A short series of notes for myself as I learn more about the AI ecosystem as of Autumn [Fall] 2025. The driver for all this is understanding more about Apache Flink’s Flink Agents project, and Confluent’s Streaming Agents.
I started off this series—somewhat randomly, with hindsight—looking at Model Context Protocol (MCP). It’s a helper technology to make things easier to use and provide a richer experience. Next I tried to wrap my head around Models—mostly LLMs, but also with an addendum discussing other types of model too. Along the lines of MCP, Retrieval Augmented Generation (RAG) is another helper technology that on its own doesn’t do anything but combined with an LLM gives it added smarts. I took a brief moment in part 4 to try and build a clearer understanding of the difference between ML and AI.
So whilst RAG and MCP combined make for a bunch of nice capabilities beyond models such as LLMs alone, what I’m really circling around here is what we can do when we combine all these things: Agents! But…what is an Agent, both conceptually and in practice? Let’s try and figure it out.
Start with the obvious: What is an Agent? 🔗
Turns out this isn’t so straightforward a question to answer. Below are various definitions and discussions, around which some form of concept starts to coagulate. |
Let’s begin with Wikipedia’s definition:
In computer science, a software agent is a computer program that acts for a user or another program in a relationship of agency.
We can get more specialised if we look at Wikipedia’s entry for an Intelligent Agent:
In artificial intelligence, an intelligent agent is an entity that perceives its environment, takes actions autonomously to achieve goals, and may improve its performance through machine learning or by acquiring knowledge.
Citing Wikipedia is perhaps the laziest ever blog author’s trick, but I offer no apologies 😜. Behind all the noise and fuss, this is what we’re talking about: a bit of software that’s going to go and do something for you (or your company) autonomously. |
LangChain have their own definition of an Agent, explicitly identifying the use of an LLM:
An AI agent is a system that uses an LLM to decide the control flow of an application.
The blog post from LangChain as a whole gives more useful grounding in this area and is worth a read. In fact, if you want to really get into it, the LangChain Academy is free and the Introduction to LangGraph course gives a really good primer on Agents and more.
Meanwhile, the Anthropic team have a chat about their definition of an Agent. In a blog post Anthropic differentiates between Workflows (that use LLMs) and Agents:
Workflows are systems where LLMs and tools are orchestrated through predefined code paths.

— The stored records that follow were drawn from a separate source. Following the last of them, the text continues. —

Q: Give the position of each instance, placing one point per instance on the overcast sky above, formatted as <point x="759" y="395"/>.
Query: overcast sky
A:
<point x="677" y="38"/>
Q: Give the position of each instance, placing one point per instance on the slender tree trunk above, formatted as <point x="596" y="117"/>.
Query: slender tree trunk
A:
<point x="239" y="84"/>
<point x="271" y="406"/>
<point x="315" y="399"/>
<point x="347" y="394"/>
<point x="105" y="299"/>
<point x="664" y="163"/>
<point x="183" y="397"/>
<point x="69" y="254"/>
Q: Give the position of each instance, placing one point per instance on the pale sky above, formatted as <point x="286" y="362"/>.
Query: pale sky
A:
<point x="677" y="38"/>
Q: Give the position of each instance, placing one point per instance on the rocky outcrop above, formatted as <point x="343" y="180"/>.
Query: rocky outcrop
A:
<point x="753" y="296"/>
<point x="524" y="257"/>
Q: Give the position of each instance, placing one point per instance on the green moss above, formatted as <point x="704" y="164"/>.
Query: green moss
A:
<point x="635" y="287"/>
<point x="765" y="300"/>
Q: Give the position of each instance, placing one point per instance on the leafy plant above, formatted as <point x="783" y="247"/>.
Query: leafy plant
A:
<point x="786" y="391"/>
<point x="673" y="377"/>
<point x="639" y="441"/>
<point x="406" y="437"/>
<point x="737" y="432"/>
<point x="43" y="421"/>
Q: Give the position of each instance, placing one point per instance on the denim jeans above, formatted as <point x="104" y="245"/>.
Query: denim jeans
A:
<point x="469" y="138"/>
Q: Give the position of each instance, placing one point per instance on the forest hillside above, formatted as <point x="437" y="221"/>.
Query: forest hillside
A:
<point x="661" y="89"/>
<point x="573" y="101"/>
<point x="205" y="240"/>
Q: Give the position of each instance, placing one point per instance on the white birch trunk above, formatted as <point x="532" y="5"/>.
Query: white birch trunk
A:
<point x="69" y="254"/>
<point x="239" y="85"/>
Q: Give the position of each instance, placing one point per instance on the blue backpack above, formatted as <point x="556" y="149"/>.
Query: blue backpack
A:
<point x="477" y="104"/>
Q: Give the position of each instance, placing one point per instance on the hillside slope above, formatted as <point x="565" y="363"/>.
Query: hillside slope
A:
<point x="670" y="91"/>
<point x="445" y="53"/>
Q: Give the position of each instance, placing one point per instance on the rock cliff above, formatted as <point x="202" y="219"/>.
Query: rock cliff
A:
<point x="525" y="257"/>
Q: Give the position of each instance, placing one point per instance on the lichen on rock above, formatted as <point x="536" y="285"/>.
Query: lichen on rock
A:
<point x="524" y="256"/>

Agents, on the other hand, are systems where LLMs dynamically direct their own processes and tool usage, maintaining control over how they accomplish tasks.
Independent researcher Simon Willison also uses the LLM word in his definition:
An LLM agent runs tools in a loop to achieve a goal.
He explores the definition in a recent blog post: I think “agent” may finally have a widely enough agreed upon definition to be useful jargon now, in which Josh Bickett’s meme demonstrates how much of a journey this definition has been on:

That there’s still discussion and ambiguity nearly two years after this meme was created is telling.
My colleague Sean Falconer knows a lot more this than I do. He was a guest on a recent podcast episode in which he spells things out:
[Agentic AI] involves AI systems that can reason, dynamically choose tasks, gather information, and perform actions as a more complete software system. [1]
[Agents] are software that can dynamically decide its own control flow: choosing tasks, workflows, and gathering context as needed. Realistically, current enterprise agents have limited agency[…]. They’re mostly workflow automations rather than fully autonomous systems. [2]
In many ways […] an agent [is] just a microservice. [3]
Okay okay…but what is an [AI] Agent? 🔗
A straightforward software Agent might do something like:
Order more biscuits when there are only two left
The pseudo-code looks like this:
10 BISCUITS == FN_CHECK_BISCUIT_LEVEL()
20 IF BISCUITS < 2 THEN CALL ORDER_MORE_BISCUITS
30 GOTO 10
We take this code, stick it on a server and leave it to run. One happy Agent, done.
An AI Agent could look more like this:
10 BISCUITS == FN_CHECK_BISCUIT_LEVEL()
20 IF BISCUITS < 2 THEN
REM (Here's the clever AI stuff 👇)
Look at what biscuits are in stock at the supplier
Work out who is in the office next week
Based on what you know about staff biscuit preferences, choose the best ones that are in stock
Place a biscuit order
30 GOTO 10
Other examples of AI Agents include:
-
Coding Agents. Everyone’s favourite tool (when used right). It can reason about code, it can write code, it can review PRs.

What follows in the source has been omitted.